By Steven Ertelt
(Washington, DC) The United States marked 42 years of legalized abortion in all fifty states at any time for any reason throughout pregnancy on January 22nd, the anniversary of the Roe v. Wade Supreme Court decision. Since that time, there have been approximately 57,762,169 abortions that have destroyed the lives of unborn children.
How is that number calculated?
A few years ago, in the document, “Abortion Statistics: United States Data and Trends,” National Right to Life Committee education director Dr. Randall K. O’Bannon issued an estimate of the number of abortions tabulated annually by the Centers for Disease Control and the pro-abortion Guttmacher Institute up to that point.
Guttmacher receives numbers directly from abortion centers themselves and is the prime source for more current figures because the Centers for Disease Control has never tabulated accurate numbers of abortions. The CDC provides some help in tabulating abortion figures, but it relies on figures from state health departments, some of which rely on voluntary reporting — and it hasn’t had data from some states such as California and New Hampshire for more than a decade.
“Because of these different methods of data collection, GI has consistently obtained higher counts than the CDC. CDC researchers have admitted it probably undercounts the total number of abortions because reporting laws vary from state to state and some abortionists probably do not report or under-report the abortions they perform,” O’Bannon says.
Then, last year, O’Bannon calculated there had been over 56.6 million abortions — using Guttmacher estimates to determine the approximate number of abortions for 2013.
“Thus the 56 million+ figure comes from the mathematical application of the assumption that the Guttmacher numbers will roughly reflect the same declining percentage in the number of abortions that the CDC found,” he said at the time.

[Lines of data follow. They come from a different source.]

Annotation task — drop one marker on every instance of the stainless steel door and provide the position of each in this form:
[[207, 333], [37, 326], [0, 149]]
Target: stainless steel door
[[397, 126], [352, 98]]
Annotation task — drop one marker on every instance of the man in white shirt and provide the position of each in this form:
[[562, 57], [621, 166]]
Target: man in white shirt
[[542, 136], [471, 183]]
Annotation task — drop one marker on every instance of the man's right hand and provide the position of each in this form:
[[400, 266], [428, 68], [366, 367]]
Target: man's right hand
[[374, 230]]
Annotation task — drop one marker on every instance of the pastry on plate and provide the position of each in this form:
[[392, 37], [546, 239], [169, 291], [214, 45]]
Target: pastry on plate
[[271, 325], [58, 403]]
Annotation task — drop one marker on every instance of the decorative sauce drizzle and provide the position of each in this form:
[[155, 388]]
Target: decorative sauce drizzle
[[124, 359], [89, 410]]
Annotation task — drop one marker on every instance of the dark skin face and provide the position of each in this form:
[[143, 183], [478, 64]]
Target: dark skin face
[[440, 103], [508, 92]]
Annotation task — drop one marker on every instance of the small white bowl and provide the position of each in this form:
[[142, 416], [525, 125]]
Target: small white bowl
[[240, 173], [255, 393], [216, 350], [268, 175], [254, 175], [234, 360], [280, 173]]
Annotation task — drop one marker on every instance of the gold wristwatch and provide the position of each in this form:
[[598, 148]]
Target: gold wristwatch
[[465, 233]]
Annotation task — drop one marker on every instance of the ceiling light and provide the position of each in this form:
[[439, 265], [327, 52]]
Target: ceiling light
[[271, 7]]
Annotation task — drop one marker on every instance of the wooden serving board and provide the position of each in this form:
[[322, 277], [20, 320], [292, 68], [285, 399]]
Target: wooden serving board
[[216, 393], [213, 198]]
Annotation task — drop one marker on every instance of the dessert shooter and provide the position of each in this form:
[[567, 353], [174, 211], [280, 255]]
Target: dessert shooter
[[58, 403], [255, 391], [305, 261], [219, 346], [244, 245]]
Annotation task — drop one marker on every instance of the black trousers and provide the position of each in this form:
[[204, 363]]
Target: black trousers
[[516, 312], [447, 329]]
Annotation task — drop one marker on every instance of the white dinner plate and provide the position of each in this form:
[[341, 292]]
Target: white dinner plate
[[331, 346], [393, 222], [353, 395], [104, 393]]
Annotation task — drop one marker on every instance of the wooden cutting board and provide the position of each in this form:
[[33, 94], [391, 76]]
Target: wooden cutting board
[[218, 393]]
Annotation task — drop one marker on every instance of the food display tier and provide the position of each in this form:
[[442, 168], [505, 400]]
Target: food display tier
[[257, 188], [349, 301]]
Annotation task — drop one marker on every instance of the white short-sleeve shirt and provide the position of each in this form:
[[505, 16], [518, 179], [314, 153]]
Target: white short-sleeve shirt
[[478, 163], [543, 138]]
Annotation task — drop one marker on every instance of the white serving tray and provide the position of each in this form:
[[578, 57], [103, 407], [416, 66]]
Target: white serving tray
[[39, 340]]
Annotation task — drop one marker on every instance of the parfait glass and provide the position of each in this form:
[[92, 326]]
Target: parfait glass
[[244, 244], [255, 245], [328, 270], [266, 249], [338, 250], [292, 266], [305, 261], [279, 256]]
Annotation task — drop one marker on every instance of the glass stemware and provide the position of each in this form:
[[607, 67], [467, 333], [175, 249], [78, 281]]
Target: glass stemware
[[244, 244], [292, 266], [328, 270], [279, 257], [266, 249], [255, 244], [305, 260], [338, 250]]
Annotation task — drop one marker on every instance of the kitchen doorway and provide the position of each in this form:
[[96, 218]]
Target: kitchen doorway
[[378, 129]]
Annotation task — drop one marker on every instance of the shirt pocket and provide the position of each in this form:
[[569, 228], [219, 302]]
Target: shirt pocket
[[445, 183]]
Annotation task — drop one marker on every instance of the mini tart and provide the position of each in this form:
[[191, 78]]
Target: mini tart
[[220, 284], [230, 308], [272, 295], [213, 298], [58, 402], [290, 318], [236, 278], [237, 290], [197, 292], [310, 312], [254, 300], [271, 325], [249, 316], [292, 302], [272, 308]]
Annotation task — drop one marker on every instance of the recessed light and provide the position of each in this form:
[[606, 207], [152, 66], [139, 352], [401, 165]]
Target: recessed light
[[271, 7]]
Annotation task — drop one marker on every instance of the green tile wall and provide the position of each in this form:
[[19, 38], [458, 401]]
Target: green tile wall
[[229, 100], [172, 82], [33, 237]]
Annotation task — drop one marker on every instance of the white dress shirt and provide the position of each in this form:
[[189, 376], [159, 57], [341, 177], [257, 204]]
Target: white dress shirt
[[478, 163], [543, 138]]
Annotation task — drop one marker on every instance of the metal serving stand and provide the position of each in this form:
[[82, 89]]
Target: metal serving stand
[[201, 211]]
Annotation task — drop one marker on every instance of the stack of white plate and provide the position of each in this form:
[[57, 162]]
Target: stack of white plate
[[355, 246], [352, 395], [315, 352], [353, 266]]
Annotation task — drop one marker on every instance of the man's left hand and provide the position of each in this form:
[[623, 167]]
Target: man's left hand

Since then, Guttmacher released a new report showing 1.1 million abortions in 2011 and showing abortions declining to historic lows. That report came early in 2014 and the CDC issued a report late last year. The CDC showed that from 2010 to 2011, the total number and rate of reported abortions decreased 5% and the abortion ratio decreased 4%, and from 2002 to 2011.
Because neither agency has abortion figures since 2011, abortions for years after that must be estimated based on old data. Because Guttmacher has the more accurate abortion records of the two, their figure of 1.1 million abortions is the most reliable per year. Adding that to last year’s total yields 57,762,169 — a number that may admittedly be adjusted slightly downwards assuming the trend of fewer abortions continues after the last reported totals from 2011.
O’Bannon previously had some excellent insights into the abortion totals:
The long term trend is fewer abortions, and the number is down significantly from 1990 when the country saw 1.6 million abortions a year. As one measure of the impact your work has had, if the number of abortions had remained at 1.6 million, more than seven MILLION more babies would have died.
The publication of data from the CDC last November is good reason to believe there is a new major downward trend. We obviously can’t know in advance whether the numbers Guttmacher will publish later this year will show the same drop off.
Despite the seeming precision, this is not an exact number. No such number is possible. There will always be missed abortions, missed abortionists. Adjustments, however careful, will always be imprecise. But given the data we have, we feel it is reasonable to assume that we have now seen at least 57 million lives lost since Roe.
Of course, we all know that we are talking about more than just numbers or statistics. The blood of more than 57 million aborted babies represents an enormous stain on our national conscience and a heavy burden on our hearts.
But these numbers also show us that our efforts have not been in vain. As noted above, if our nation had continued at the rate of 1.6 million abortions a year we saw in 1990, our cumulative total would have been approaching 64 million by now.
That would translate into approximately 7 million more babies alive today than would have otherwise been the case. That is the equivalent to the number of abortions performed over a span of six to seven years–living human beings alive today because of you!
Of course the Movement has a long way to go to return full legal protection to unborn children. But never underestimate the importance of what you, grassroots pro-life America, are doing.
What you do makes a real difference.